Over the past few 10 months I’ve been involved in a number of challenging enterprise projects that have, to put it simply, had to replace standard asynchronous messaging architectures (like JMS) and Space-based implementations in order to stay in business (meet SLAs etc). One project in particular, where the team had invested over 11 months of their lives with a Space-based implementation, only to find that the vendor supplied architecture did not scale, lost transactions, failed to meet SLAs and ultimately did not make it into production (but that’s another story) lead me to believe that the way we understand, implement and teach scalable system design is, well…. broken (or heavily dependent on the concept of a Transaction – which aren’t as scalable as people seem to assume).

Rather than talking about “what went wrong”, which I’ll be doing over time on this blog (and at Javapolis in December 2007), I thought it might be interesting to reflect on the fundamental challenges of messaging systems, message-based architectures and how they are implemented.

Given my five or so years engineering experience with trading exchanges and automated trading systems (by no means an expert, by no means a pup, but I’ve implemented a couple) I can safely make the following observations.

  1. Most trading systems seem to scale better, have better performance and availability profiles than most implementations of JMS and Javaspaces (well the one’s I’ve worked on seem to anyway).
  2. Almost all successful trading systems seem only to make use of JMS (and Javaspaces if adopted) for system integration ie: exchange -> front office -> middle office -> back office. They are not integral to the exchange / matching processing as they tend to have very high-latencies (seconds not milliseconds). Let me make this very clear – such systems don’t use these technologies in core business logic. Personal experience suggests that even modern messaging/space-based systems have 10x to 1000x higher latencies than that typically required.
  3. Trading systems get their performance and scalability by using different architectural approaches – eg: Avoiding JEE, multi-phase transactions / multi-pass hand-shake protocols / going to disk etc and rely more on Recoverable Computing.

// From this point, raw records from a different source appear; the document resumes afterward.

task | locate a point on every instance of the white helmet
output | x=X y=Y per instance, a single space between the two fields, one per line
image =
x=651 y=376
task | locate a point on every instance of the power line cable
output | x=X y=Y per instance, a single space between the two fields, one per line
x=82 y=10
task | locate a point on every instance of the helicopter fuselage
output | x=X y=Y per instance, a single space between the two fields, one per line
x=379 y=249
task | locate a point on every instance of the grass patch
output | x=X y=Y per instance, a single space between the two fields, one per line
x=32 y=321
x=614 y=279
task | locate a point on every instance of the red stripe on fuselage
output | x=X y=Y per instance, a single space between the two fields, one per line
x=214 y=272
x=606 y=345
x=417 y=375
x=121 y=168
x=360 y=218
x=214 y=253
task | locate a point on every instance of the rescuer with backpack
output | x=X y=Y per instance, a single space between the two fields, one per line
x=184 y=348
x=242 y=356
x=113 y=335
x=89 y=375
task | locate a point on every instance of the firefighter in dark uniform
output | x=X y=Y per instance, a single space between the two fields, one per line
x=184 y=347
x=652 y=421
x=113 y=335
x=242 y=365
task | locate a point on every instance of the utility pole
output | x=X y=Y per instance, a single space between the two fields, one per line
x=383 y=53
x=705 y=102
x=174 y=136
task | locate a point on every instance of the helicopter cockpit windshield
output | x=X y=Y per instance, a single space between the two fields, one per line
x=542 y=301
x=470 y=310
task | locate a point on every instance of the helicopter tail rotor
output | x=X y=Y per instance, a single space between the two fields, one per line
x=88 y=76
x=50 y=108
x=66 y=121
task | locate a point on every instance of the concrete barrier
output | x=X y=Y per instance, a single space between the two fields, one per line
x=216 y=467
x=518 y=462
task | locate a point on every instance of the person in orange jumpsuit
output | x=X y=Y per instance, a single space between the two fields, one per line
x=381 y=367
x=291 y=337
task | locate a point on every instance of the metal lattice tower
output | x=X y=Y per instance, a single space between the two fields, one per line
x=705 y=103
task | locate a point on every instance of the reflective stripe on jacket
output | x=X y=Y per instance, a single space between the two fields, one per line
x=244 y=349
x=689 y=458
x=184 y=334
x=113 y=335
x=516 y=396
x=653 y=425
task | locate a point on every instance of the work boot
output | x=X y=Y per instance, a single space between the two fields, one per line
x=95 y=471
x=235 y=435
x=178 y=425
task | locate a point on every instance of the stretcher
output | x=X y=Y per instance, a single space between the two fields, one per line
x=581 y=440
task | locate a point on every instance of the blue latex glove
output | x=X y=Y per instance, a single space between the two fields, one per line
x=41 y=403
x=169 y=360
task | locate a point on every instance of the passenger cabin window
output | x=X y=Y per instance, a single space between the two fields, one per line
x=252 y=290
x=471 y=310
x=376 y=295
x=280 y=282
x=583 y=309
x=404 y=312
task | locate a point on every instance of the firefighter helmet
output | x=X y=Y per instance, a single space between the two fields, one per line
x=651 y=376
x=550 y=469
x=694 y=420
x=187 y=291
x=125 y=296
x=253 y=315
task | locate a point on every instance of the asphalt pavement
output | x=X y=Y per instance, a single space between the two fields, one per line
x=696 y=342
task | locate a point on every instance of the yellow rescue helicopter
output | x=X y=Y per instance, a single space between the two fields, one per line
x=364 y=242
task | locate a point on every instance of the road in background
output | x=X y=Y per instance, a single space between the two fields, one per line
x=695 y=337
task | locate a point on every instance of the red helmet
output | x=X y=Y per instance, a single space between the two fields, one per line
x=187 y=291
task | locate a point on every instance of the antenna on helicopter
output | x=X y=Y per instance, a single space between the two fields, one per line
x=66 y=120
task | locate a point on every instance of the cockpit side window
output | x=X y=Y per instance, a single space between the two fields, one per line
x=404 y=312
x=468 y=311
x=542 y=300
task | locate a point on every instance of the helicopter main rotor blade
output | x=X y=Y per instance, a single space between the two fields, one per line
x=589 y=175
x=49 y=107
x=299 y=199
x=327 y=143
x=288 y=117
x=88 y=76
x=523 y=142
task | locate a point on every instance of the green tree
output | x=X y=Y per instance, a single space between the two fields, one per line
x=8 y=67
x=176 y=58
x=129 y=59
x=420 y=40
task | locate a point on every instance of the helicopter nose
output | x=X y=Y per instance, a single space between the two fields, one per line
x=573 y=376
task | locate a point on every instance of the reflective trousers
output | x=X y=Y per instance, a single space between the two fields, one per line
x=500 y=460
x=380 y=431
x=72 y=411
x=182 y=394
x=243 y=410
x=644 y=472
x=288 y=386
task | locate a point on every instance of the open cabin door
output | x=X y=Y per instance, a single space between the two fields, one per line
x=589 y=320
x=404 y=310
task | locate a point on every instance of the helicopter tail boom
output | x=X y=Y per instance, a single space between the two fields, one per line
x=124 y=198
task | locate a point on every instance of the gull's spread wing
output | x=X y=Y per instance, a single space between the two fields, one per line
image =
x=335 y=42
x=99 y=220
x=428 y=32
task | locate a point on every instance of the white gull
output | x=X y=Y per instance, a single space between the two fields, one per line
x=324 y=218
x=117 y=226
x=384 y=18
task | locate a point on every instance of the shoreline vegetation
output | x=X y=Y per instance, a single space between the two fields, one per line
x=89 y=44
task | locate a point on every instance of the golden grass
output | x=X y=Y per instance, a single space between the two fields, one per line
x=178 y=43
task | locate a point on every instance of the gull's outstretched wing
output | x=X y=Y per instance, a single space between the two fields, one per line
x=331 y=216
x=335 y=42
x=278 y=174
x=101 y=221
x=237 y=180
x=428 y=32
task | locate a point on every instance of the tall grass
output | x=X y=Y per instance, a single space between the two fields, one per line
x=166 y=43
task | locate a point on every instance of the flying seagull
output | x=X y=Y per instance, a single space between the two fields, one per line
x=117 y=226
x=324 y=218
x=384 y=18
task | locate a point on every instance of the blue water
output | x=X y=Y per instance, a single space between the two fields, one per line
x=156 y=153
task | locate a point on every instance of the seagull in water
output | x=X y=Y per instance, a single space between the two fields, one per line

Why should I care? Why does this matter?

It’s pure personal frustration I guess. There’s nothing wrong is JMS, Javaspaces etc. They have a purpose and that purpose is typically integration or ordering of events.

I guess I’m routinely starting to see that the fundamental premises of stateless-ness and bus-based architectures is failing us as we demand scalability etc.

Every week I work with different projects, companies, architectures and architects, all of which face the challenge of delivering predictably scalable systems (10x to 1000x), with mandatory requirements such as high-availability (sub 1, 2 or 3 second recovery) and high-performance (1 to 2 millisecond response time)… to be delivered tomorrow – or in some cases, that afternoon!

In most circumstances I see that the aforementioned design approaches, inter-connected systems via message-buses (put “enterprise” in front of that if you like) or in some very rare cases, a space-based approach, where by messages/entries are placed in a queue/space/topic, written to disk, read out and delivered to a consumer (within a transaction) is practically ensuring all of the requirements mentioned above, simply can’t be met.

So here’s my challenge. If we are so reliant on messaging, why don’t we have implementations that operate in the same manner that we build financial exchanges? Why don’t we learn from lessons of engineering financial trading systems? On one side you have “sellers” – ie: Producers / Publishers / Writers and on the other side you have “buyers” – Consumers / Takers etc. We then simply “cross” (match) the “buyers” and “sellers”. Simple really. In fact the conditions for message delivery are much simpler than those of financial exchanges / automated trading / matching systems, but achieve the same result. Buyers buy, Sellers sell, Publishers publish and Consumers consume.

Perhaps the next JMS / Spaces implementation will be like this… but grid enabled.